The mean age of the respondents was 46 (± 8) years, the mean length of the period during which they had worked in primary health care was 18 (± 9) years and the mean size of the list was 1800 (± 513) patients. Of the respondents 55% worked in urban areas, 40% in rural areas, and 5% worked in both areas. The majority of the doctors (92%) were female. The age and sex distribution of the respondents and non-respondents did not differ significantly.
Individual versus family registration in patient lists
A total of 90 (62%) FDs were of the opinion that it was good to have the same FD for the whole family, 31 (21%) responded that it was preferable that every family member chooses a FD on the basis of personal preference and 25 (17%) thought that children should have a primary health care physician other than adults of the same family. Of the FDs, 119 (82%) responded that most patients were registered in their lists by families.
The degree of involvement of FDs in family matters
Of the respondents 15 (10%) were of the opinion that FDs should deal only with the health problems of concrete patients without involvement of family members, 94 (65%) responded that, besides managing the health problems of patients, FDs should communicate and cooperate with family members, and 36 (25%) thought that apart from the previously mentioned issues, FDs should deal with the family members' emotional and relationship problems.
FDs' belief about the necessity for awareness of different family matters
Over 70% of Estonian FDs agreed that in the case of all patients, it is necessary to be aware of drug addiction in the family, diseases of family members, living conditions and alcohol abuse in the family, while the remainder believed that they should be aware of these issues on certain occasions. Of the respondents, over a third thought that the FD should always be aware of relationships in the family and 12% thought that the FD should always be aware of leisure activities of their patients. However, between 60 to 75% believed that FDs should be aware of these issues in certain occasions (Figure ). Very few FDs responded that patients had never actively sought FDs to discuss family relations (4 out of 143) or health risks in the family (5 out of 145), while 44 (30%) of the respondents stated that patients commonly addressed them to discuss family relations, and 34 (23%) reported that it was common to discuss the health risks associated with the familial diseases.
Percentage distribution of the FDs' answers to the question: "Is it necessary to be aware of the following issues related to their patients' families?"
Preparedness for management of family-related issues
The respondents valued highly their preparedness to counsel for harmful habits: 104 (71%) of the respondents felt that their preparedness was adequate. Regarding the other issues, less than half of the respondents considered their training adequate (Table ).
FDs' self-assessment of their preparedness for management of different family related issues
FDs' self-assessement of the ability to manage different problems (substance abuse, relationship problems) in family
Altogether 142 FDs responded to the question about their ability to reduce the use of harmful substances (alcohol, tobacco, drugs) in families. One hundred (70%) of the respondents reported that this was within the scope of their ability, while the majority (n = 71) stated that the methods used were advice and counselling, but also referral to specialists, use of specific medications and suggestions regarding appropriate reading material. However, 16 FDs admitted that the efficacy of their work in this field was low.
Nearly one-third of the respondents (30%) estimated that they were not able to reduce the use of harmful substances in their patients' families.

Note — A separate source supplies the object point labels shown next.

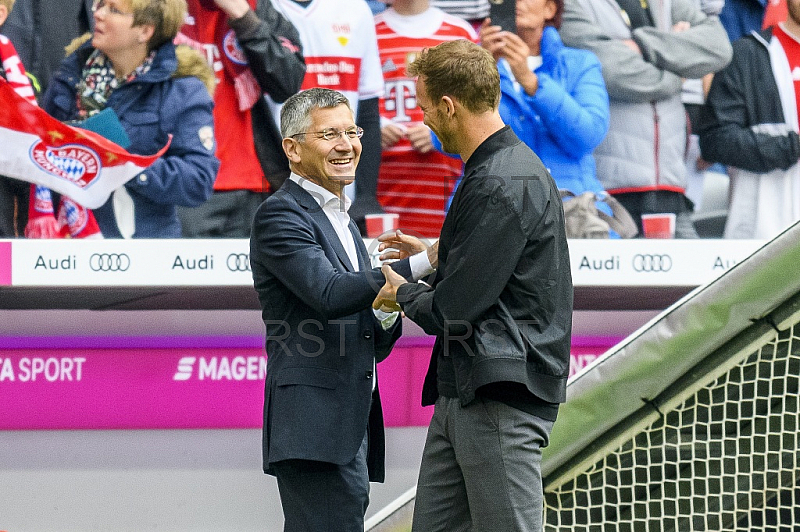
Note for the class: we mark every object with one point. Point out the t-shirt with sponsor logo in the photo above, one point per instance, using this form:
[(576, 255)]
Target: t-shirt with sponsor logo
[(339, 46), (412, 184)]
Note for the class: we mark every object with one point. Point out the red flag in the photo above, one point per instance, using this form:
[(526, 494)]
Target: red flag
[(78, 163)]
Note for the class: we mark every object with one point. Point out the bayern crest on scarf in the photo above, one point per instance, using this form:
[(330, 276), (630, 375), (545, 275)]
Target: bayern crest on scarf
[(75, 162)]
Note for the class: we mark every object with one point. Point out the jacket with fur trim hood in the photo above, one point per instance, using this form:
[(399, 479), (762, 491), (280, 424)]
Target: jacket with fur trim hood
[(173, 98)]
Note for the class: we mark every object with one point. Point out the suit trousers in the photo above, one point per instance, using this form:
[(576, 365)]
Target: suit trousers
[(481, 469), (324, 497)]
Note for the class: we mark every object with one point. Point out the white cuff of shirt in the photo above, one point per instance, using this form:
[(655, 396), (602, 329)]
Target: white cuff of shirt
[(420, 266)]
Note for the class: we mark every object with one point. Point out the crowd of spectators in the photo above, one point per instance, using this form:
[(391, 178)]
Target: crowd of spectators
[(629, 98)]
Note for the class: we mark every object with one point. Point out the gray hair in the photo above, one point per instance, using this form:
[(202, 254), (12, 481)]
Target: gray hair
[(296, 112)]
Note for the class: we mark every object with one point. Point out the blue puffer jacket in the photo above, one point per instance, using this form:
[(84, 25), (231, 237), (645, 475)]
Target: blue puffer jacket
[(567, 117), (170, 99)]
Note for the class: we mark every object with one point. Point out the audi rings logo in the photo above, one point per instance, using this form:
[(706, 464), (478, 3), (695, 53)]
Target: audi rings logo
[(652, 263), (239, 262), (109, 262)]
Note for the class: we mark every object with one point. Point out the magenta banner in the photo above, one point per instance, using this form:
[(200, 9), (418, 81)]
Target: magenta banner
[(168, 383), (5, 263)]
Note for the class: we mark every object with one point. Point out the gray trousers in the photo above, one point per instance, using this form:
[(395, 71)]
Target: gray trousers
[(481, 469)]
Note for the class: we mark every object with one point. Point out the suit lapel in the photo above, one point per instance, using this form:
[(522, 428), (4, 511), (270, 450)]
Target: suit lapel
[(308, 202), (364, 262)]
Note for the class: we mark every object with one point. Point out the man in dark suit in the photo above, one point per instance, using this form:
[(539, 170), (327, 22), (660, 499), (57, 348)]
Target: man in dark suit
[(323, 425)]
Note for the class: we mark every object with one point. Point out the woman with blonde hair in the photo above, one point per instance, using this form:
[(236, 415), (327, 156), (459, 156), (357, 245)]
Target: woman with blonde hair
[(157, 91)]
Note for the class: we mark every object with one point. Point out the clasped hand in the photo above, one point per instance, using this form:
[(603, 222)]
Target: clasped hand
[(396, 246)]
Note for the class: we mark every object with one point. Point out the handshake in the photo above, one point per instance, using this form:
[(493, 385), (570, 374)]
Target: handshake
[(397, 245)]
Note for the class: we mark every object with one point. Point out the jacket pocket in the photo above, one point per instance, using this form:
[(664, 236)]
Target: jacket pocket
[(308, 376)]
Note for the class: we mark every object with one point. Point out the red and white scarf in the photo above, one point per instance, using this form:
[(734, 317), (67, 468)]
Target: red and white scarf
[(42, 222), (210, 27)]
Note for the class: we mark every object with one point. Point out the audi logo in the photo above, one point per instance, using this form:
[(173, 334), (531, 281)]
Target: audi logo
[(239, 262), (109, 262), (652, 263)]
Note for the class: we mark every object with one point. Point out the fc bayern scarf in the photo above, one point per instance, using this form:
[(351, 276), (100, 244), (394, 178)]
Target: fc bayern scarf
[(211, 28), (42, 222)]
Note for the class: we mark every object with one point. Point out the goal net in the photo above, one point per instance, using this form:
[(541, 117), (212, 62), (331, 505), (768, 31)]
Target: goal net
[(720, 456)]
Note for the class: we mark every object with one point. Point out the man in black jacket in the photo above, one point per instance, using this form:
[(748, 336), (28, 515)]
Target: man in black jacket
[(500, 306), (254, 51), (750, 123)]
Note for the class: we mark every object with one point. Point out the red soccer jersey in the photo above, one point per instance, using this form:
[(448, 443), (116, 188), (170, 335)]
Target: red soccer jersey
[(414, 185), (791, 46)]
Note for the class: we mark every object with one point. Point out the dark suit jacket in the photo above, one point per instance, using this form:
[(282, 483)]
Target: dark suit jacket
[(322, 337)]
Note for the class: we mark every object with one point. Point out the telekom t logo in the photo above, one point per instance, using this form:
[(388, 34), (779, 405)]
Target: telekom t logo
[(185, 366), (401, 96)]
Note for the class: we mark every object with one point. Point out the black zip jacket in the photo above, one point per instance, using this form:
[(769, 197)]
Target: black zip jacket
[(501, 302), (742, 96)]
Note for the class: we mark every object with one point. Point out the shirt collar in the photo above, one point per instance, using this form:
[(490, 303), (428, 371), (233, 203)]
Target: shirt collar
[(323, 196)]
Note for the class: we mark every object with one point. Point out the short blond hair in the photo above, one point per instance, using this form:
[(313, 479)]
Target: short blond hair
[(166, 17), (460, 69)]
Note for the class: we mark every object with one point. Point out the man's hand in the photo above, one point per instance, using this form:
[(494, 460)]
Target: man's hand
[(400, 245), (235, 9), (387, 297)]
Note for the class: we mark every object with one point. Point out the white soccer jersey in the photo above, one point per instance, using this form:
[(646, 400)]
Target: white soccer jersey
[(339, 46), (414, 185)]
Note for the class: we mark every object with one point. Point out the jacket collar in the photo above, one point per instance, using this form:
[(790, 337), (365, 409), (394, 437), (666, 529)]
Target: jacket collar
[(499, 139), (313, 208)]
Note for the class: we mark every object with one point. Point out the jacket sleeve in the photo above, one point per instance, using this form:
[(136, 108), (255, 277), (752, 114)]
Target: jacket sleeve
[(693, 53), (726, 133), (273, 50), (576, 119), (484, 253), (185, 174)]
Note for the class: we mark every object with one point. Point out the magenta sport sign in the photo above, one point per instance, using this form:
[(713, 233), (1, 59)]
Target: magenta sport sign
[(181, 382)]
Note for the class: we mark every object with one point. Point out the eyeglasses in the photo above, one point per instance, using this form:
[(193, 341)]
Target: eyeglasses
[(330, 134), (97, 5)]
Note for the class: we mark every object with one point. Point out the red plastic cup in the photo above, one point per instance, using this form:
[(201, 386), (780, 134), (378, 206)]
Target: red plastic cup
[(659, 225), (377, 224)]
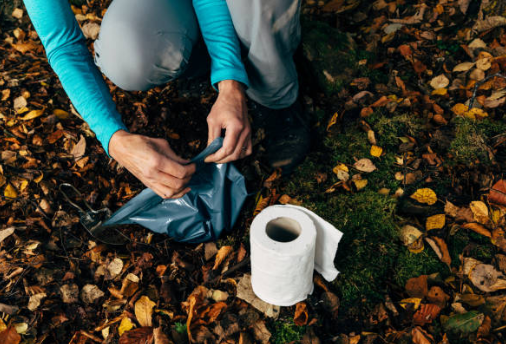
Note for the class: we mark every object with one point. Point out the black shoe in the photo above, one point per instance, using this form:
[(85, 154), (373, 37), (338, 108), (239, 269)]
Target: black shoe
[(287, 134)]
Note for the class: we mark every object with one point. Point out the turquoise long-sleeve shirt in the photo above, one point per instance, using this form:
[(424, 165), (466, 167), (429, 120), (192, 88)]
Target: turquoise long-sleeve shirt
[(71, 60)]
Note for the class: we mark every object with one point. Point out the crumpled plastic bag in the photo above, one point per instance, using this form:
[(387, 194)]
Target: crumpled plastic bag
[(211, 207)]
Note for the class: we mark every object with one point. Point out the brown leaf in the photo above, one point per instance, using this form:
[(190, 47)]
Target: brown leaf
[(417, 286), (439, 246), (476, 227), (223, 253), (301, 316), (160, 337), (142, 335), (10, 336), (497, 194), (437, 296), (425, 314)]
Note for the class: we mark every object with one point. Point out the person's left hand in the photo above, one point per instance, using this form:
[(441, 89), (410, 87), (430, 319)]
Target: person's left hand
[(230, 113)]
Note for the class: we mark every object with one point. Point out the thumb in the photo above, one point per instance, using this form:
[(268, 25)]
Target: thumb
[(214, 132)]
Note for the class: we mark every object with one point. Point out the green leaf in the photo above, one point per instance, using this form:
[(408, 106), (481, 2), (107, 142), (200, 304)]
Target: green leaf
[(464, 323)]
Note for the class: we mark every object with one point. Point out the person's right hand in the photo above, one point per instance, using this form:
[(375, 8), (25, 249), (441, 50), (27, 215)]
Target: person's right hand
[(153, 162)]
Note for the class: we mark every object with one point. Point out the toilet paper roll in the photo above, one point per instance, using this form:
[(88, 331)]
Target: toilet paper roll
[(287, 244)]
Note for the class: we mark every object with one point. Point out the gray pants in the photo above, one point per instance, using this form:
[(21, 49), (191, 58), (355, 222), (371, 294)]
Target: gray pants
[(145, 43)]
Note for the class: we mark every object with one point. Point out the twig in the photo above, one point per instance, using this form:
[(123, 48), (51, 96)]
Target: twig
[(481, 82)]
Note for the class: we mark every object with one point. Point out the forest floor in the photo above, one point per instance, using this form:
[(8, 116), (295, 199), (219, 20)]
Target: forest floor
[(407, 103)]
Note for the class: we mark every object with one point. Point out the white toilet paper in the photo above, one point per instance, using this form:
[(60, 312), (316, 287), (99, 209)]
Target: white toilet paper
[(287, 243)]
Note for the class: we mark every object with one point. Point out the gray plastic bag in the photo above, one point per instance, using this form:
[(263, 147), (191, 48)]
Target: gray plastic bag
[(210, 208)]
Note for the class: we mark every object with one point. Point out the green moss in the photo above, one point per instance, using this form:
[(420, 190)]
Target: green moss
[(469, 145), (411, 265), (285, 331)]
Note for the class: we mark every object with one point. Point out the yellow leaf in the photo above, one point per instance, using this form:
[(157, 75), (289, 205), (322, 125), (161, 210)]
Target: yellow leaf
[(125, 325), (435, 222), (32, 114), (144, 311), (39, 178), (221, 255), (376, 151), (415, 301), (440, 92), (340, 167), (360, 183), (332, 121), (460, 109), (10, 192), (425, 195), (61, 114), (480, 211), (476, 113)]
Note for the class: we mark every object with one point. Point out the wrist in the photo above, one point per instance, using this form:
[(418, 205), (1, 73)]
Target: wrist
[(230, 86), (116, 142)]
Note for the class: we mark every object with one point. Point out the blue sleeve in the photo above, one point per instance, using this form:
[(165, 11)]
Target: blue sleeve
[(71, 60), (221, 41)]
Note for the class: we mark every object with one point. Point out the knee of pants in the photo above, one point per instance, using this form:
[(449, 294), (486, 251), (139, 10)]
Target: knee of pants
[(136, 59)]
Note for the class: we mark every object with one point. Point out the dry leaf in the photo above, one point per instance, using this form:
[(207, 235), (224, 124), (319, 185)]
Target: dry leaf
[(440, 248), (476, 227), (301, 316), (435, 222), (142, 335), (223, 253), (144, 311), (425, 195), (10, 336), (497, 194), (440, 81), (32, 114), (365, 165), (463, 67), (486, 278)]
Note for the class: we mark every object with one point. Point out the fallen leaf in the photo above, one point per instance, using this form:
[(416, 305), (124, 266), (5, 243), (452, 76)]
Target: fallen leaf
[(425, 314), (32, 114), (440, 248), (142, 335), (90, 293), (497, 194), (464, 323), (440, 81), (301, 315), (10, 192), (425, 195), (144, 311), (463, 67), (223, 253), (417, 286), (364, 165), (5, 233), (435, 222), (10, 336), (476, 227), (486, 278)]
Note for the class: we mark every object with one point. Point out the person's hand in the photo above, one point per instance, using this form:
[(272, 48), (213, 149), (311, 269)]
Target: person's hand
[(153, 162), (230, 113)]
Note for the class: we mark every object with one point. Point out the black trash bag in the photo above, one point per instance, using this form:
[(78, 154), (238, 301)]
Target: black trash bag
[(211, 207)]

The analysis of the open-ended questions identifed some key problems:
• Low motivation of patients.
• Socio-economic reasons for substance abuse.
• Limited time for consultation.
• Inadequate preparedness for management of these issues.

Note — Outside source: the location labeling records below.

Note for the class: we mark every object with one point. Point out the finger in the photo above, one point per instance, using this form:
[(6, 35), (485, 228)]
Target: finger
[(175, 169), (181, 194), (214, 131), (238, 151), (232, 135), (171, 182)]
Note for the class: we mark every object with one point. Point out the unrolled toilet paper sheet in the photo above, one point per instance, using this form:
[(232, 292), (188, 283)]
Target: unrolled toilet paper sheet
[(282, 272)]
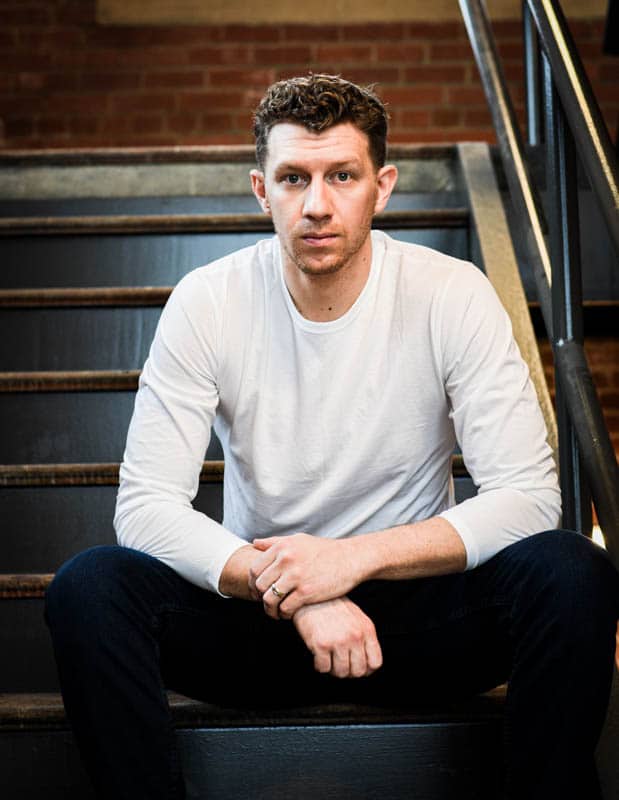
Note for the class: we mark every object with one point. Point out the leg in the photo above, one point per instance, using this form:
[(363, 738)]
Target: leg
[(541, 614), (124, 625)]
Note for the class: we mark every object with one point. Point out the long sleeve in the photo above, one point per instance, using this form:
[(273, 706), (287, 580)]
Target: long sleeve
[(167, 440), (497, 421)]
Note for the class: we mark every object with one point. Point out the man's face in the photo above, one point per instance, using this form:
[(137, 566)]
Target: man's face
[(322, 191)]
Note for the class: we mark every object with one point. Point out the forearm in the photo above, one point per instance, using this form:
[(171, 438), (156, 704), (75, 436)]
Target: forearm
[(417, 550), (308, 569)]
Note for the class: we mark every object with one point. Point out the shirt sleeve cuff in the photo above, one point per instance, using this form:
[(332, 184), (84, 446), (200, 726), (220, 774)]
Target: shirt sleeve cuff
[(465, 533)]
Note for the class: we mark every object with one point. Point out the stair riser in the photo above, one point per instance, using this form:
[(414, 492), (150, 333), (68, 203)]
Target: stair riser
[(76, 339), (49, 525), (448, 761)]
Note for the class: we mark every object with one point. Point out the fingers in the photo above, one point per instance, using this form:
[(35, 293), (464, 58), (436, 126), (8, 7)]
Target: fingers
[(357, 660)]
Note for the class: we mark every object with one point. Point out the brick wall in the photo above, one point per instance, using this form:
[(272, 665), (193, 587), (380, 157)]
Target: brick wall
[(67, 81)]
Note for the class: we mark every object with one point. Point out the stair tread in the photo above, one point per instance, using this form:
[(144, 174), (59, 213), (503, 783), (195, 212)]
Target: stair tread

One hundred and forty-three FDs responded to the question about their influence on relationship problems in their patients' families, 83 (58%) of them were of the opinion that they were able to modify these problems. In most cases, FDs used advice and counselling (n = 52), but they also cooperated with specialists as the psychotherapist, family therapist, psychiatrist or social worker. Of the family doctors 60 (42%) thought that they were not able to influence the patients' relationship problems. In the analysis of the open questions, the doctors identified several key problems:
• Limited time.
• Lack of special training.
• Patients do not address FDs with their problem.
• Patients themselves deny the existence of the problem.
• These are the patients' private issues in which physicians could not intervene.
The FDs who were sure that they were able to modify the patients' harmful habits as well as family relationships were more likely to estimate their preparedness for the management of these issues as adequate. Among the doctors who reported that their preparedness for counselling for lifestyle issues was adequate, 76% (n = 76) believed that they were able to treat harmful habits, versus 57% (n = 24) of those who reported that their preparedness for such issues was not adequate (p < 0.05); in the case of relationship problems, the respective percentages were 41% (n = 34) versus 9% (n = 5) (p < 0.0001). There were found no other significant determinants among the sociodemographic or work related factors.